Regarder la pluie. Regarder la pluie tomber. Vraiment s’arrêter. Ne rien attendre. Ni de la pluie. Ni du pigeon qui passe. Ni des arbres roussis. Ni de la circulation. Être là. Ni des bulles dans les flaques. Être là. Être là. Ni demain. Ni d’hier. Ni de la circulation des voitures. Ni des roues. Être là. Tenter d’être là. Par intermittence.
Se détacher de la pesanteur. Se détacher des mots. Mais non. Rien n’y fait. Ça vous colle la peau. Cette réalité vous colle à la peau. C’est une réalité à ciel ouvert. Avec ses barrières, ses limites. Tout, strictement tout, chaque objet dans la rue, chaque détail, a recouvré sa fonction de décor, son intention première, son intention de mise en scène. Jusque dans l’attitude, jusque dans la parole. Comme une musique trop sue. C’est insupportable. Le moindre signe est amplifié au passage du corps sensible. Tout, strictement tout, a recouvré sa fonction de décor. Tout s’est dévêtu de sa nativité première. La fuite en réalité n’en était pas une. L’éloignement géographique ne faisait qu’amorcer ce grand retour, que mieux préparer la chute des toiles. Assis sur un banc, dans un jardin public, je contemple néanmoins cette nativité première, comme une espérance, comme un homme assis derrière le hublot qui regarde l’océan. Et dans ce décor il n’y a pas d’espérance puisque demain n’existe pas, puisque demain est un mur qu’il faut longer, puisque demain est ce mur dans un ciel resplendissant.

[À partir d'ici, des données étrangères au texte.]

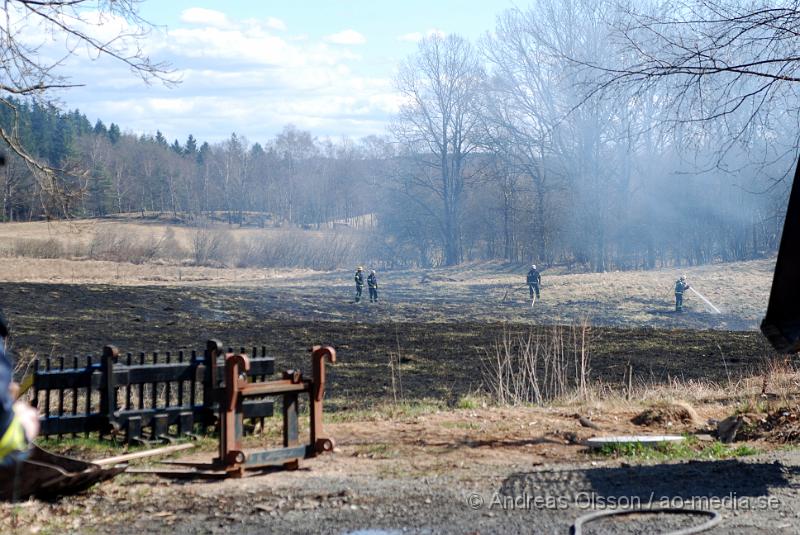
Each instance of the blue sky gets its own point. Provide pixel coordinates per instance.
(251, 67)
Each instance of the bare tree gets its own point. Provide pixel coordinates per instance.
(439, 124)
(726, 61)
(29, 27)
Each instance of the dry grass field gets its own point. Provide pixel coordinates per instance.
(480, 292)
(413, 399)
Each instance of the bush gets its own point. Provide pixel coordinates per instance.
(295, 248)
(118, 245)
(210, 247)
(34, 248)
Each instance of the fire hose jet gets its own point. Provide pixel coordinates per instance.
(701, 296)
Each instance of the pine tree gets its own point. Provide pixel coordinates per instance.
(114, 133)
(191, 146)
(100, 128)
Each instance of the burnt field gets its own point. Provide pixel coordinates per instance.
(433, 360)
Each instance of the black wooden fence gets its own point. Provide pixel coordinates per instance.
(139, 397)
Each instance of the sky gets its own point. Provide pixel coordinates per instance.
(252, 67)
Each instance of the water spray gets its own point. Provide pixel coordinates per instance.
(709, 303)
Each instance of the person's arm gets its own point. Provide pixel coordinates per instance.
(19, 422)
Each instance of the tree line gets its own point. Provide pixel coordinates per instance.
(512, 147)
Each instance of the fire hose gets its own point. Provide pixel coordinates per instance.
(714, 520)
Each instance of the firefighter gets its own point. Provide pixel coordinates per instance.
(19, 422)
(359, 278)
(680, 286)
(372, 283)
(534, 280)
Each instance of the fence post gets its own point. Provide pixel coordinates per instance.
(214, 349)
(108, 387)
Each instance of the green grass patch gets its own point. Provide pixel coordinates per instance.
(690, 448)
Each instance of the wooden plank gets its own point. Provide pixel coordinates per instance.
(167, 450)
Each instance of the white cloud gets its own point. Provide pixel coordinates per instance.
(416, 37)
(239, 76)
(276, 24)
(346, 37)
(201, 16)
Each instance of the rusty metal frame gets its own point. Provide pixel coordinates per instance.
(232, 458)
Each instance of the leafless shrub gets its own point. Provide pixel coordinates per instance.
(295, 248)
(38, 248)
(546, 364)
(210, 247)
(116, 245)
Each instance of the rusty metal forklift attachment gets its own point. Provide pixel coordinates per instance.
(781, 324)
(46, 475)
(232, 459)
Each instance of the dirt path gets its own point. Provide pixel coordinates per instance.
(495, 474)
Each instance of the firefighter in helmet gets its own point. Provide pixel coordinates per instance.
(680, 287)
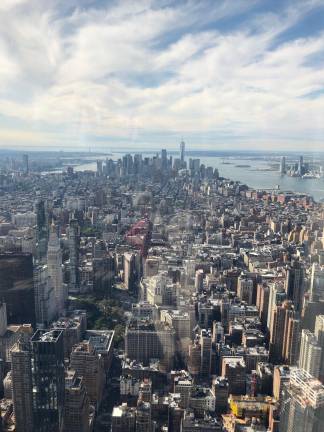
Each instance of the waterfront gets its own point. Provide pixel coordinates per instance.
(258, 175)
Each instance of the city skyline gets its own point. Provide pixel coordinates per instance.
(118, 74)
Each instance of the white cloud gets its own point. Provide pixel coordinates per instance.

Le phénomène est la narration du réel d’une époque sans signe. Le phénomène est le signe de ponctuation d’une époque sans mot. Il n’y a plus du mot. Il y a des signes partout, qui ponctuent l’espace, autour desquels gravitent des hôtes, autres, autrui : des cris, des émotions, de la colère ; les draps sont sortis des armoires, on a ouvert les fenêtres ; des cris, des émotions, des draps, de la colère. À côté il y a les papillons. Mais les papillons constatent et ne font pas de châteaux. Les papillons visitent les châteaux sans jamais les construire. Les phénomènes sont des points dans des ensembles vides. Ce ne sont pas les points sur une page. Ce sont des points dans l’espace vide. Les marronniers continuent d’étendre leurs bras, tant qu’ils peuvent, tant qu’il pleut. La goutte d’eau, cette richesse inouïe, à l’œil, à l’ouïe, au sens, au goûter, aux lèvres, au toucher, à la chair, à la vie. Partout, la narration du réel part en fumée. D’abord les poèmes, puis les modes d’emploi qui sont beaucoup plus lents à brûler, comme la goutte de poix qui tombe, à tomber. La terre aussi prend vide, des pôles vers le centre, du ventre bleu vers le centre gris : goutte de mercure. Coqurille, croquis, croquille, spiale écrasée. Parmi les fleurs champêtes, nous nous mettrons à danser. Nous tournerons sur nous-mêmes en faisant des feux d’artifice avec nos bras levés, qui font des spirales en fusée, comme on souffle des bougies, sans qu’il n’y ait rien à fêter ; sinon un haussement d’épaules.